The effects of the coronavirus on the fintech industry and its customers have ranged far and wide. While the struggles that legacy companies may be facing are likely somewhat different from the difficulties that startups are dealing with, many of the issues are the same — all of these companies, for example, are grappling with what the future might bring after the coronavirus passes.
This includes Ripple. As one of the largest companies in the cryptocurrency and fintech space, Ripple has an extensive reach around the whole globe: as such, the company’s leadership has a rather unique view of how the spread of the virus is changing its users’ lives.
The Most Diverse Audience to Date at FMLS 2020 – Where Finance Meets Innovation
Recently, Finance Magnates sat down with Navin Gupta, Managing Director of South Asia & MENA at Ripple, to talk about the effects of the coronavirus that he’s observed on the industry in which his company operates, as well as about Ripple’s operations in South Asia and MENA more generally.
Navin became a part of Ripple after two years as Co-Founder and chief executive of an on-demand commercial transportation service firm. He also has extensive experience in global transaction banking, payments and cash management, and strategy planning after nearly two decades working for HSBC and Citigroup across a number of countries; he also served as a board member of the National Payments Corporation of India (NPCI) from 2011 to 2014.
A major shift from physical to digital
We asked Navin what he has observed with regard to the ways that the coronavirus is changing the industry that Ripple operates in.

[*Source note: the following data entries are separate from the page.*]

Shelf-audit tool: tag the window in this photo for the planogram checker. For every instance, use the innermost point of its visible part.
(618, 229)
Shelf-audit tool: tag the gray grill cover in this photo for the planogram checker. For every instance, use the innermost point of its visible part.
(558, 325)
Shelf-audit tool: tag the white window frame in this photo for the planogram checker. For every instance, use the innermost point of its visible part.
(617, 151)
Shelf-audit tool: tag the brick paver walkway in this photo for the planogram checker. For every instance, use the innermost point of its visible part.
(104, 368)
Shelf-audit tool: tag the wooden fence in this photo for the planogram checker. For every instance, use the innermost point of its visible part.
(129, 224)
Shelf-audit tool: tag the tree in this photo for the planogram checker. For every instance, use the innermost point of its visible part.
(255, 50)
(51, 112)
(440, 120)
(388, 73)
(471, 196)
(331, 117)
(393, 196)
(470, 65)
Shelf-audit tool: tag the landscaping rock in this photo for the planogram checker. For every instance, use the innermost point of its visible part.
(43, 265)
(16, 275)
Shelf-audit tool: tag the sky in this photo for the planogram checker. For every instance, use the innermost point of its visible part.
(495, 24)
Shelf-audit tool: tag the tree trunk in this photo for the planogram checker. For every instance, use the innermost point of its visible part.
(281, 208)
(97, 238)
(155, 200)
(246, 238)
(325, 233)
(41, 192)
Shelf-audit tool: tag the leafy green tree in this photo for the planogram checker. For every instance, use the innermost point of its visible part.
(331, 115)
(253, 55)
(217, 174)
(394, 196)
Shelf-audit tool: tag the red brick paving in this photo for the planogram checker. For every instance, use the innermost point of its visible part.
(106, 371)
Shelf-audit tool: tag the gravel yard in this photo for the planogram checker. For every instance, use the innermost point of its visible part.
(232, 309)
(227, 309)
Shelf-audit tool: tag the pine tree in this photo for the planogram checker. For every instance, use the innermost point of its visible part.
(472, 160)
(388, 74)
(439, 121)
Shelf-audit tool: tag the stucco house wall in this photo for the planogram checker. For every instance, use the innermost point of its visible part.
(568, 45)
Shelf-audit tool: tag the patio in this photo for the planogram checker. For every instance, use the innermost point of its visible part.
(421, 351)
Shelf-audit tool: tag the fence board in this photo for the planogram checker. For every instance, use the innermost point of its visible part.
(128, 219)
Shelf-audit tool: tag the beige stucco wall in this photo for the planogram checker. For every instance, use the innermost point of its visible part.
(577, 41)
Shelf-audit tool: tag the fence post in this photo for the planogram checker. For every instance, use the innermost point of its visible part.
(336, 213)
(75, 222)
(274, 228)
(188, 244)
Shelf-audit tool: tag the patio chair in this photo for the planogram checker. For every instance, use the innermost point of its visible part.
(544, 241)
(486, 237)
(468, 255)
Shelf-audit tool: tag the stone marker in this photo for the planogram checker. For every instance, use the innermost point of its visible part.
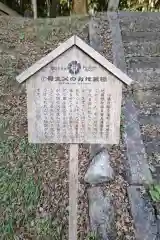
(101, 213)
(99, 170)
(143, 214)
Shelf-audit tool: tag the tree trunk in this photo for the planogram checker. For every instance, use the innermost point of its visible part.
(34, 6)
(79, 7)
(48, 7)
(53, 9)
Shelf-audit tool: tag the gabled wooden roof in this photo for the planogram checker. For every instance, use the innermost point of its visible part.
(74, 41)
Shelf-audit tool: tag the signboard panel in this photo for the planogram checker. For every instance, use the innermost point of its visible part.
(74, 99)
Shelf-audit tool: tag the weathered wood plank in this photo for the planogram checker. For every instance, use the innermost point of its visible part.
(73, 191)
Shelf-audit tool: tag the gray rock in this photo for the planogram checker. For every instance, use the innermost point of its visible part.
(101, 213)
(99, 170)
(143, 214)
(138, 168)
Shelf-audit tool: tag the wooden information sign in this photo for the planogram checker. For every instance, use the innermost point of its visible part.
(74, 96)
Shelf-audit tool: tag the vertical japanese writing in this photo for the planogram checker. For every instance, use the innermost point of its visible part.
(101, 111)
(45, 112)
(77, 110)
(64, 94)
(95, 114)
(89, 110)
(58, 113)
(52, 130)
(108, 109)
(82, 130)
(70, 114)
(37, 110)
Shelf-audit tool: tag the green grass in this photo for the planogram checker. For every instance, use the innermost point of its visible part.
(21, 194)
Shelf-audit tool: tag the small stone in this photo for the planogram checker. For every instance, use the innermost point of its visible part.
(143, 214)
(101, 213)
(99, 170)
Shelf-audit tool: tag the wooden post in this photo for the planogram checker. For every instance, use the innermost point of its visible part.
(34, 6)
(73, 191)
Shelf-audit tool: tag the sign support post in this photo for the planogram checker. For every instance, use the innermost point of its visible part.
(73, 191)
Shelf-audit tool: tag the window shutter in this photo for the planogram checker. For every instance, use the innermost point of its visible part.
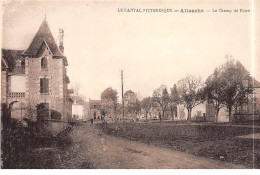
(44, 85)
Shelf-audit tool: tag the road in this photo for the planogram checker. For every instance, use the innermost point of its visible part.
(92, 149)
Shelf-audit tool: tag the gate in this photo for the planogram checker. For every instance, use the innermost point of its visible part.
(42, 115)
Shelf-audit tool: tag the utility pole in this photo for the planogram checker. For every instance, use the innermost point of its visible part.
(122, 82)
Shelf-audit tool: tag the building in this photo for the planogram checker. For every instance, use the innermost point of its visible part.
(99, 108)
(34, 81)
(79, 108)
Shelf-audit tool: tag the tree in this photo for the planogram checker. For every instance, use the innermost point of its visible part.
(110, 95)
(132, 102)
(190, 89)
(174, 101)
(146, 105)
(235, 84)
(213, 91)
(162, 98)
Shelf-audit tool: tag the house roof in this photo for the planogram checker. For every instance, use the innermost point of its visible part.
(3, 64)
(79, 100)
(43, 36)
(10, 57)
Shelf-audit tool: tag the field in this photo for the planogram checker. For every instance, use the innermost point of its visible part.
(211, 141)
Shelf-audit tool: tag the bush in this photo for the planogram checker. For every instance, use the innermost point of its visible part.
(55, 115)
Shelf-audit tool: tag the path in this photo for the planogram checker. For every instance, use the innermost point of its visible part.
(91, 149)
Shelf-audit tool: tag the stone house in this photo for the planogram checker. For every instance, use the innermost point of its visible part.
(35, 79)
(97, 108)
(79, 108)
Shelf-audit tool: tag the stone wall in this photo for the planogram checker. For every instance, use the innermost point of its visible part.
(54, 73)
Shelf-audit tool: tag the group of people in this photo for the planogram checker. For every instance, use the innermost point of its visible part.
(102, 118)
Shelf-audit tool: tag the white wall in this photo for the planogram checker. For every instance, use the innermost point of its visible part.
(17, 83)
(77, 110)
(200, 109)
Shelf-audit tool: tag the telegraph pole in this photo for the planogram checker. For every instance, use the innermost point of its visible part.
(122, 82)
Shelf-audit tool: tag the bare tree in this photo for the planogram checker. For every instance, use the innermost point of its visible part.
(162, 98)
(146, 105)
(110, 95)
(190, 89)
(132, 102)
(213, 92)
(233, 85)
(174, 101)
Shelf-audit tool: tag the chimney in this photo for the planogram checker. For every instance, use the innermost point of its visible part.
(61, 31)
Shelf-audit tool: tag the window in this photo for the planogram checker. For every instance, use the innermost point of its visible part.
(44, 85)
(44, 63)
(23, 63)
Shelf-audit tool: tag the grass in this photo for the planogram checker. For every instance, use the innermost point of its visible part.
(211, 141)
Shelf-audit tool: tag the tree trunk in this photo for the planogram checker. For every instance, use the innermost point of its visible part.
(216, 115)
(172, 114)
(230, 114)
(189, 115)
(163, 115)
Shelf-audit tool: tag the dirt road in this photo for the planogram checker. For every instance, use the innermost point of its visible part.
(91, 149)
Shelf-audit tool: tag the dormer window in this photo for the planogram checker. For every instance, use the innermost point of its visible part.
(18, 63)
(44, 63)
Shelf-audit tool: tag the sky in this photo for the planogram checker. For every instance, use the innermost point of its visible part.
(151, 48)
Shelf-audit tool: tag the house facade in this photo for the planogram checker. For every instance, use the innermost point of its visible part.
(79, 108)
(99, 108)
(36, 79)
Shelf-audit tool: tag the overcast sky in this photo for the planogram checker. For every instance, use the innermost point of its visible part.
(151, 48)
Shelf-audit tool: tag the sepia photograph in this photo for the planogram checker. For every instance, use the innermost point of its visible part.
(130, 85)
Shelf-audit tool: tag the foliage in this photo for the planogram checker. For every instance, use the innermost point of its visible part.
(229, 85)
(146, 105)
(110, 95)
(161, 98)
(190, 90)
(132, 102)
(174, 100)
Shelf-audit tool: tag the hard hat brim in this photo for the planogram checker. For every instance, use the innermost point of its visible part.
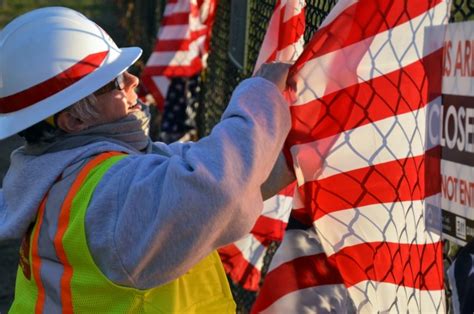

He said that there have been two dramatic shifts: “one is that we’re seeing a big shift from paper or ‘touch-based’ or physical to digital: so, if [someone] had the choice, she would not like to go to a physical retail store. If she can use an app to make the transfer possible, she would like to do that.”
“So, there is a shift in terms of our customers who have a very strong digital footprint, who are ‘digital first’ — banks or payment companies. Definitely, what we are seeing is that their business has been going up, and that this ‘shift to digital’ has been accelerated by this crisis.”
“The second thing that we are seeing is on the beneficiary side as well,” Navin said. “A similar shift is happening: [previously] on the beneficiary side, people may have had the ability to go and line up, or people may have had the ability to receive cash from XYZ-places. But today, due to lockdowns in multiple countries around the world, we are also seeing payments into bank accounts — payments into wallets, payments into some kind of electronic means through which the beneficiary family can go ahead and send it.”
Great topic. In Fintech, contactless payment workflows like Apple Pay that still require a signature via a shared <germy> pen need to be re-imagined.
Coronavirus Spurs Demand for Touchless Technology https://t.co/qLHupI8oJU
— Aaron Suplizio (@AaronSuplizio) March 26, 2020
Eventually, “we also want to make sure is not only that we connect and bring money back into a country, but that we also connect to the local rails in that particular country…what we’re doing is we’re also connecting to the domestic network to ensure every single bank account, every single wallet gets connected through that.”
This also includes eventually adding the option to “use a digital asset, XRP” to send money, so that a customer sending money from (for example) Europe to India would have the choice between a transaction flow of Euros to USD to INR, or from Euros to XRP to INR.
Navin explained that the latter flow comes “at a much lower cost than it would have been through the traditional channel.”
Ripple’s regulatory strategy in MENA is in line with its strategy in the rest of the world
We also asked Navin about the regulatory challenges that have been associated with operating in the MENA region.
Navin said that as a whole, Ripple’s strategy is clear: “we believe for Ripple to become mainstream, we need to work with the regulators. We need to earn the trust of the regulators and explain to them what we are doing, why we are doing it, and what the benefit is to their constituents.”
“Once they understand it, then, they work very closely alongside us,” he continued. “SAMA (Saudi Arabian Monetary Authority) is one good example — Ripple and SAMA worked very closely initially when we were putting the technology together.”
Forming these close working relationships with regulators has provided Ripple with a number of unique opportunities: “SAMA said, ‘hey, you know what, rather than experimenting one-bank-by-one-bank, why don’t we get a group of banks together and let all of them pilot the Ripple platform. And assuming Ripple is a success, or if it’s a failure, let them openly discuss and learn from each other — and that way, you can get scaled in Saudi Arabia much more quickly, and the banks can get the benefits of adopting the technology much more quickly.’”
Therefore, Ripple’s strategy (in short) is to “work with the regulators: educate them, understand what their concerns are, address those concerns, and then make sure the technology is being used at scale in a very transparent manner…we personally believe that this is the way we are able to bring the technology mainstream.”